Anyone sworn in as a Canadian citizen today or tomorrow inherits the full benefits and the full responsibilities – the obligations – of those treaties. British Columbia is only very marginally an exception to this reality, because it has signed fewer treaties. But the Douglas Treaties of 1850–1854 were among the most clearly tied to the Canadian tradition. And now British Columbia is slowly but surely entering into the treaty reality of Canada with such breakthroughs as the Nisga’a Treaty of 1999. The number of crucial Aboriginal victories at the Supreme Court coming out of that one province is remarkable.
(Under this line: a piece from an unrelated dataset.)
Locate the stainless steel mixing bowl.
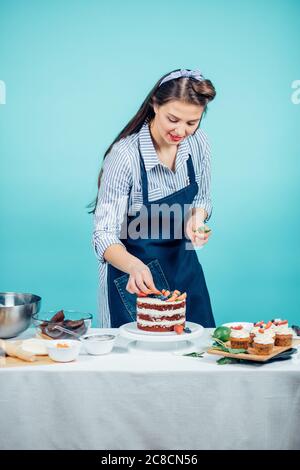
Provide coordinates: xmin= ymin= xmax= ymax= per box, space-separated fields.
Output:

But the slowness of this process opens the door to every negative possibility. Our governments continue to oppose any form of restitution and all real forms of reconciliation. Those who have been ignored and insulted for more than a century have every reason to lose patience. They are under no obligation to be patient. To lose yet another generation while Canada plays games. Increasingly, they have enough power to abandon patience as the primary tactical card of a minority under attack.